I’m a woos. A wimp. I admit it. A private fresh out of boot camp has more courage in his pinkie fingernail than I do in my entire being.

I could never imagine putting myself in harm’s way for my country the way our young men and women in the military do. The way my nephew and his wife did for five years. My eyes water every time I think about their dedication and sacrifice. The visible and invisible scars they brought home with them. Their desire to go back and do more. Their disappointment and depression from not being allowed to, due to those very same disabilities.

Unfortunately, too many low-information, Obama-voting liberals just don’t get it. I experienced the perfect example of this last week in a bar in Ann Arbor. It’s a trendy place where all the staff have tattoos, bushy beards, and waxed handlebar mustaches. Some of the guys do too.

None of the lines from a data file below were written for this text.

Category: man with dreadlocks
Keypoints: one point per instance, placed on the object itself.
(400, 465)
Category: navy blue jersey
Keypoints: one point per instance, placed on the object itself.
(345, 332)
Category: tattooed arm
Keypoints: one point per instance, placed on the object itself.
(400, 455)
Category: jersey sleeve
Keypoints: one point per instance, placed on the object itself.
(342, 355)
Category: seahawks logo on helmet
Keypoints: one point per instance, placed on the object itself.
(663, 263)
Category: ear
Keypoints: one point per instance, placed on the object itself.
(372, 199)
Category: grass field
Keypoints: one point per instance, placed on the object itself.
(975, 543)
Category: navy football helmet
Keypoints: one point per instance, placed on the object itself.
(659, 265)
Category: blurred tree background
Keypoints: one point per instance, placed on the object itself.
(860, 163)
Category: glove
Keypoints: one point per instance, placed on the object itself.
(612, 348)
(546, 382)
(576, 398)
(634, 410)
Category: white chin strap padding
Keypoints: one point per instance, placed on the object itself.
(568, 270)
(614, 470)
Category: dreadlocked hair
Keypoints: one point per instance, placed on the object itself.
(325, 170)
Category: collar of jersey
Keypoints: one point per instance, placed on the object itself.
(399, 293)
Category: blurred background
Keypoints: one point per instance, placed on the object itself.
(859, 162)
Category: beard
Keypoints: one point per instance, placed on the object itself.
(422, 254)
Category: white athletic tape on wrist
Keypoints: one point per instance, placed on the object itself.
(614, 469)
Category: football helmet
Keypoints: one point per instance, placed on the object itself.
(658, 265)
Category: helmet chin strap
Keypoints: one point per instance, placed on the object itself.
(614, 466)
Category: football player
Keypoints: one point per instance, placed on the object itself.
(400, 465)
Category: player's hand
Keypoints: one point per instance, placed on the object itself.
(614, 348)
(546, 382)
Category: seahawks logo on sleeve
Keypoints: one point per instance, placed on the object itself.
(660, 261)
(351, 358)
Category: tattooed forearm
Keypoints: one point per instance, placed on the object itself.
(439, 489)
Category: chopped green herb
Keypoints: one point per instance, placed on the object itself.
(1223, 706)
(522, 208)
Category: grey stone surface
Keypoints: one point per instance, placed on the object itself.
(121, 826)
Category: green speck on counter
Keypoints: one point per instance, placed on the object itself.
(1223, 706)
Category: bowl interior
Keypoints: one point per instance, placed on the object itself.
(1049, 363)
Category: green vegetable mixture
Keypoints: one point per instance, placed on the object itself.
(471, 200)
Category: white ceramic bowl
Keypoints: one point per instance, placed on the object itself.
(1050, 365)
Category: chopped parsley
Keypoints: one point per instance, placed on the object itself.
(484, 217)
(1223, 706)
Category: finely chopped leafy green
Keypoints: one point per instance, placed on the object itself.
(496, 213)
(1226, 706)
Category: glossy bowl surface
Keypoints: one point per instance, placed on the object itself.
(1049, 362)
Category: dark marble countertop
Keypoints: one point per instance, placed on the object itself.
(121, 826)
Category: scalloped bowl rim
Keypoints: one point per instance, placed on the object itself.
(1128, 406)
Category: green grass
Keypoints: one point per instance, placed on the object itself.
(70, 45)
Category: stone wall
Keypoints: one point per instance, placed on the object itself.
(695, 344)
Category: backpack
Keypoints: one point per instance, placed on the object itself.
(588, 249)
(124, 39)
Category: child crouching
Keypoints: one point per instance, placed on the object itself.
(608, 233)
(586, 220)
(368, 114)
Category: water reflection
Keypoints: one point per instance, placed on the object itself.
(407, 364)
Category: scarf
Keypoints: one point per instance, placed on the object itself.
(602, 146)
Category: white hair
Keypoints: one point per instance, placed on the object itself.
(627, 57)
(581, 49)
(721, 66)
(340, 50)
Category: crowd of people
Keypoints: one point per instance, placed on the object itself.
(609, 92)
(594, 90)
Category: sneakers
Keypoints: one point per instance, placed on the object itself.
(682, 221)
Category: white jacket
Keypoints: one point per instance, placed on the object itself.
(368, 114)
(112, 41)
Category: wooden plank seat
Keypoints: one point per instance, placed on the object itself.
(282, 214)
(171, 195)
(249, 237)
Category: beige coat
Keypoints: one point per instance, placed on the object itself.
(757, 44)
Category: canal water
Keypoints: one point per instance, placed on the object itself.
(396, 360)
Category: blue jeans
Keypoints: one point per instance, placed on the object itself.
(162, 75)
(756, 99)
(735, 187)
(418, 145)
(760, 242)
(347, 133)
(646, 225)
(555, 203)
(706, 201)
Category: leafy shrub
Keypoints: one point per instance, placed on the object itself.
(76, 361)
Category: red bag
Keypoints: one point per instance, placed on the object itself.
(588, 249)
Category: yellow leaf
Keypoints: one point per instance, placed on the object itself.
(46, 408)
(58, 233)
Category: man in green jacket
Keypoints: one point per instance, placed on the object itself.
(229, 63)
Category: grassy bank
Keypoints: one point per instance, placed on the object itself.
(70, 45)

It was a slow point in the day when I was there with my daughter sitting at the bar watching the Detroit Tigers lose. A group of the metrosexual employees in their late twenties were near us carrying on a discussion about how one of them saw a group of soldiers in the airport traveling in their fatigues carrying rucksacks.

We’ve all seen them. Some of us have thanked them and shaken their hands in appreciation. We cheer them at sporting events and tear up when we watch the videos of them reuniting with their families and puppy dogs. Older folks among us, having served in the defense of our country during the fifties, sixties, and seventies, maybe even stood at attention and saluted our brave souls as they passed by on the concourse.

This was not the reaction of these smarter-than-thou yuppies who have parlayed 8 and a half years of government paid liberal arts education into a career of waiting tables and bussing dishes. Risking cuts from broken highball glasses and burns from a scalding Hobart.

The consensus seemed to be that the soldiers wear their fatigues in the airport so that they can get freebies and special attention. They felt that they should be required to wear civvies in public because it may bother some people to see soldiers in the airport.

Ann Arbor, like all college towns, is a pocket of Progressive Liberalism. They combine with Detroit to make sure that Michiganders are represented in the Senate by two equally useless do-nothing Democrats. The conversation did not surprise me and interjection would be futile. There is a long tradition of anti-war rhetoric and action in the town going back to the sixties. I was one of them in the early eighties, but when I ventured into the real world and saw what Carter did to our economy and worked with small businesses to embrace Reagan’s reforms, I saw firsthand who had it right. I’ve never looked back.

For these Leftists, the blinders won’t be removed soon enough. Soldiers in airports will be topics of ridicule and their only concern will be whether their next tattoo will be “I heart Hillary” or “I heart Liz”?

For my daughter and I, we will be sure to say thank you to our service men and women every chance we get.